Question for Calvinists

Why is it more difficult for rich man to enter heaven?

He’s Catholic. :smiley:

Is that your final answer?

Should I find a less difficult question for you?

I don’t think it’s possible for you to find a less difficult question for me. :smiley: :rotfl:

If you were trying to be charitable or helpful, that may have been lost in translation. Perhaps you might be more effective in convincing us of your beliefs if you took a different strategy.

God bless

This is not about charity, but humor. :smiley:

You have stated your case.

In the context of Christ’s encounter, it’s because his desire was more for keeping his riches, then it was for following Christ.

I agree.

This appears to be a condition of election, don’t you agree?

If we choose the world over Christ we are at risk of losing salvation.

Since this difficulty is greater for a rich man, we can assume that all of us must need to make choices.

Either we respond to God’s grace or we reject it.

If Calvinism were true, it would not matter if a man was rich or poor, his salvation would be determined by factors other than his condition or behavior on earth.

Excellent point.

(although can I admit to laughing at Sandusky’s post… “he’s catholic” - that was a funny response)


True enough.

I think he meant what he said and wasn’t just trying to be funny. I can see the humor in what he said, but I’m not sure it’s something we should try to find funny. Issues of salvation are no laughing matter.

This is something the Lord has been working with me on too. Somehow I don’t think God was amused.

Maybe I’m wrong?

With these words of yours, it makes me wonder about my finding the video on my post “Baby Got Book” funny. Let me know your thoughts, please!


God obviously isn’t prejudiced against one simply because they have money, so this doesn’t apply simply and exclusively to all who have material wealth. The man who puts materialism above God, will have a hard time pleasing God, and fulfilling the requirements Christ laid out on which all the law and prophets were based. A camel can’t let his hump down to go through a small opening in the wall, and so someone who is attached to material things above God won’t detach, be humble and love God above all. You don’t have to have great material wealth to have this wrong priority, as it can be anyone. Someone who has little can hold it above God. Someone who has a lot of material wealth can count it as nothing compared to God, and still seek Him first, loving Him above all, listening to His Word as it was intended, and contributing toward feeding the hungry, clothing the naked, etc.
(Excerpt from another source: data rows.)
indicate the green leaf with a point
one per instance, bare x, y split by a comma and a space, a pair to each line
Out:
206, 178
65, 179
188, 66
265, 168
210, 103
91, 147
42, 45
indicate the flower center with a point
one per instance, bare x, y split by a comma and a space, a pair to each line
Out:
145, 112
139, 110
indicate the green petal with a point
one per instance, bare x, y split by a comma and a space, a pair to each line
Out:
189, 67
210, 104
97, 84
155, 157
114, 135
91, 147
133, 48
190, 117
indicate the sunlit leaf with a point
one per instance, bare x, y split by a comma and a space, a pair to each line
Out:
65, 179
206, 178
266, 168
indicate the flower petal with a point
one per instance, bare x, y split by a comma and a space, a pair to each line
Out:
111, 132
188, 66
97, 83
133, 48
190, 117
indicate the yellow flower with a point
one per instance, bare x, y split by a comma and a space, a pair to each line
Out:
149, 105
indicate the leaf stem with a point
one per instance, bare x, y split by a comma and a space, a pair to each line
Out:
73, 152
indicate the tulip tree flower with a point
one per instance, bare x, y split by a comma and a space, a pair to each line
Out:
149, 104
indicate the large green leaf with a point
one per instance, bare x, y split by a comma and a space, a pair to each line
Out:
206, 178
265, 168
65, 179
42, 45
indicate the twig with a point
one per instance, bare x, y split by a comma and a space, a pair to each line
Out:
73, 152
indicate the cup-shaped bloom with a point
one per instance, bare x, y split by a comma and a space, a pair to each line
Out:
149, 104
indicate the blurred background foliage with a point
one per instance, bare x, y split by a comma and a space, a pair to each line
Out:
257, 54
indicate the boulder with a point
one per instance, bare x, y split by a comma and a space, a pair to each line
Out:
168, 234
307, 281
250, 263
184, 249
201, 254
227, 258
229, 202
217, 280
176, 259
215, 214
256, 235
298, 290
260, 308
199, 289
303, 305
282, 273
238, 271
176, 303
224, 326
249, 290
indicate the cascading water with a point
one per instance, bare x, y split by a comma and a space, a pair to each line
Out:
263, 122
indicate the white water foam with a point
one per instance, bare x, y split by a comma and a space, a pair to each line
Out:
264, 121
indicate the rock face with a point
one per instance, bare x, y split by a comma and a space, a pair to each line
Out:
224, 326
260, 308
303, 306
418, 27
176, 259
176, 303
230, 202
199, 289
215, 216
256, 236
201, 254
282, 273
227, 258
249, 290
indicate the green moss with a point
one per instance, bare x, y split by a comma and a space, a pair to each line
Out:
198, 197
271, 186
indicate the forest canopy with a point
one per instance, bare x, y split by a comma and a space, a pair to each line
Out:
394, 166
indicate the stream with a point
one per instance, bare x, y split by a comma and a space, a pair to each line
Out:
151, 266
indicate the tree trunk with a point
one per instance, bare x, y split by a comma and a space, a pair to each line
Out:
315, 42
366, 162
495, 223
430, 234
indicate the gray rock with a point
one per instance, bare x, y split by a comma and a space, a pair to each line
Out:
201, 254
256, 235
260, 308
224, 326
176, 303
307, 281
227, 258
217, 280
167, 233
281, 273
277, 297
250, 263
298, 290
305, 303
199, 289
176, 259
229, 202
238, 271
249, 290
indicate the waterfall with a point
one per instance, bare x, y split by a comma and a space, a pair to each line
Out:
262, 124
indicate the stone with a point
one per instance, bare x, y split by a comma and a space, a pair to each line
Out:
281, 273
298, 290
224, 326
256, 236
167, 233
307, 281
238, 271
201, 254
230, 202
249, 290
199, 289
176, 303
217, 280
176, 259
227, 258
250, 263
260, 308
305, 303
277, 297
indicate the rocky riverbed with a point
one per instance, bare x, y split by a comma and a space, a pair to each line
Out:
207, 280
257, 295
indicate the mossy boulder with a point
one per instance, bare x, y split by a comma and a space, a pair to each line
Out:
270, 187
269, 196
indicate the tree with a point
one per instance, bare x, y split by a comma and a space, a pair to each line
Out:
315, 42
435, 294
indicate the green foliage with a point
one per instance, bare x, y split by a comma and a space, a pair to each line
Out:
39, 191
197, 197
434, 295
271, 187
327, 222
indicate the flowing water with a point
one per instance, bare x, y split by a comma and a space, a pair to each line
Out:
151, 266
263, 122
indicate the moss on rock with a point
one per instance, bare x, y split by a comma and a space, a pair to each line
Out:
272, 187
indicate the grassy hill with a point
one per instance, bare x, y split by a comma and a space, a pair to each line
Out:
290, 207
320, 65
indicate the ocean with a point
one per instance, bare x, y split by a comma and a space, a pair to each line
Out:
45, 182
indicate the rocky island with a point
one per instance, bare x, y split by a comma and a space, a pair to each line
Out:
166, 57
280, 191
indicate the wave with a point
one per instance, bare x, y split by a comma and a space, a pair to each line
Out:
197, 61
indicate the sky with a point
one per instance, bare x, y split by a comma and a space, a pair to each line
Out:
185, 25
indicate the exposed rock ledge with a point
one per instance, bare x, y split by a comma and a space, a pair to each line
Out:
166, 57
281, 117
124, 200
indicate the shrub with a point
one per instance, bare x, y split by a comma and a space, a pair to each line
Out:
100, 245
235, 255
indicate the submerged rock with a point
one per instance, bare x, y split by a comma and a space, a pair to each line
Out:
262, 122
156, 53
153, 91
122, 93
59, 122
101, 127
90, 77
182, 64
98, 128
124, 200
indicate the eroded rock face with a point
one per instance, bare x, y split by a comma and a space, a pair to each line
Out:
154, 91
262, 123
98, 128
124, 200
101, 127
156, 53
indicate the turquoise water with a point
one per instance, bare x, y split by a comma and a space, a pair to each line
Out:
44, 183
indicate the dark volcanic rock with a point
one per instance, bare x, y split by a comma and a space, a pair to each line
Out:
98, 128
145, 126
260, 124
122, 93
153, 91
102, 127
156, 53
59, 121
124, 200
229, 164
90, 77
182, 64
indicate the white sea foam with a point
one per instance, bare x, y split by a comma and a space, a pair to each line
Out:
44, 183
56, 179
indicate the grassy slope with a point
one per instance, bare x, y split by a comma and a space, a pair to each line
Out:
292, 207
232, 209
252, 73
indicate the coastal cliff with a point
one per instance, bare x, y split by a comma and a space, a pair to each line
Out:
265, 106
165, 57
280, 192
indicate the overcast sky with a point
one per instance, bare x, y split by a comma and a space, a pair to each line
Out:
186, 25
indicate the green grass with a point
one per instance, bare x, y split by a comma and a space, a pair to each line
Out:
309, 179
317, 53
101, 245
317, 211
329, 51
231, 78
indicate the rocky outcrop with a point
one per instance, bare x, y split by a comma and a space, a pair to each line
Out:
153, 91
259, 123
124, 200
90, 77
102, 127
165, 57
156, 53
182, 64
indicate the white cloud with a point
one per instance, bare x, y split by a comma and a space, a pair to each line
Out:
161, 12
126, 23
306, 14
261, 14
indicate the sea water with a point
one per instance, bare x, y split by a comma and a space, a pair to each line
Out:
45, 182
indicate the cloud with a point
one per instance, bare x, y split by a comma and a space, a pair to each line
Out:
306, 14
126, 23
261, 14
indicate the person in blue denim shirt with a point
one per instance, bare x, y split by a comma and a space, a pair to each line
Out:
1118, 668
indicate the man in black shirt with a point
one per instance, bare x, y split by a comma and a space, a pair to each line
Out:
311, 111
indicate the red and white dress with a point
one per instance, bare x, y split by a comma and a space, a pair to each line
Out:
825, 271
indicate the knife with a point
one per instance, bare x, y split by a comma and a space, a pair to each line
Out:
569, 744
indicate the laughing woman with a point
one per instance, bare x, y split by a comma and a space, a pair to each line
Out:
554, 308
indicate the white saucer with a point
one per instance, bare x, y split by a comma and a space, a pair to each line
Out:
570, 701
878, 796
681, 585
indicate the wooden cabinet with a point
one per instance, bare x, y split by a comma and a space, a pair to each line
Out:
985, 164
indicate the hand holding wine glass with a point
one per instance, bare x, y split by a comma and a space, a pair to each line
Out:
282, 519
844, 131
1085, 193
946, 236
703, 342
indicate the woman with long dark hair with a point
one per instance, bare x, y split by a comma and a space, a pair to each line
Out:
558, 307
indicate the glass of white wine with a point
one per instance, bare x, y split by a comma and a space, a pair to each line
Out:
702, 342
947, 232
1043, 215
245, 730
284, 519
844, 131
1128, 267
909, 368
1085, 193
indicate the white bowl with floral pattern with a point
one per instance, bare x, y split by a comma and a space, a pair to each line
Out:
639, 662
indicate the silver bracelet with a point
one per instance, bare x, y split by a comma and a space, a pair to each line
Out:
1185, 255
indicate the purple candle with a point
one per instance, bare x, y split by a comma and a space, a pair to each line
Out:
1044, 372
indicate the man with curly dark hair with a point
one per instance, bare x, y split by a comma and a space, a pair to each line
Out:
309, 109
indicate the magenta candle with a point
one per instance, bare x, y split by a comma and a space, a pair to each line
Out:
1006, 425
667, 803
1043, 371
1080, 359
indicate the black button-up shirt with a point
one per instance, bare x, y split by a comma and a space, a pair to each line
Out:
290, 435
We know that pride may also get in the way. Some who are very proud of their own interpretations, may refuse to be humble enough to listen to the infallible truth taught by God’s Church, and to do what God asks of us.

Those who are humble, and put God first, listening to those sent by Christ into the world to continue His mission will do well. Those who received the Apostles and receive their successors, then also receive Christ; and he who receives Christ, receives Him who sent Christ.

I suppose if I thought there was any truth to it whatsoever, I wouldn’t have laughed. I doubt the poster was being serious … :shrug:

No. If it were, then it would be a condition of salvation, and someone who’s unsaved could read what Christ has said, and do it, thereby making it a precondition of salvation which we both reject.

Furthermore, if it were a condition of salvation, then none of us will be saved as none of us has divested himself of all of his wealth, and gone wandering the highways and byways proclaiming the Gospel as evidenced by the fact that we are, most of us anyway, sitting in the comfort of our homes, corresponding via the internet with one another, and each aspect of that we are paying for out of the wealth God has given to each of us.

Assumes that “we” are all saved, and begs the question: can those who are saved lose salvation—I think not.

You’re “universalizing” the encounter by attempting to apply it to everyone, when Christ’s words were directed to the young man.

None the epistles explaining salvation make the total give-away of one’s wealth a condition of salvation.

It doesn’t matter, and that is because, as scripture states, if one is wealthy (and this applies to both the wicked and the righteous), it’s not because of what that one has done, but because of what God has done.

It doesn’t matter, and that is because, as scripture states, if one is wealthy (and this applies to both the wicked and the righteous), it’s not because of what that one has done, but because of what God has done.

The question is not “How do I become wealthy?”

The question is:

Why did Jesus say that is is more difficult for a rich man to get to heaven?

You can’t answer without refuting your Calvinist dogma.

You cherry-pick my posts, in the same way that you cherry-pick scripture.

Are my other points too much for you? Is that why you ignore them?

You make no sense.

Answer the question if you can.

I have no idea what other points you are referring to.

Are you saying becoming rich or not becoming rich is a precondition of salvation? Please explain.

Jesus was not speaking about this particular person alone when he said:

23Then Jesus said to his disciples, “I tell you the truth, it is hard for a rich man to enter the kingdom of heaven. 24Again I tell you, it is easier for a camel to go through the eye of a needle than for a rich man to enter the kingdom of God.”

You attempt to change the meaning because it conflicts with your dogma.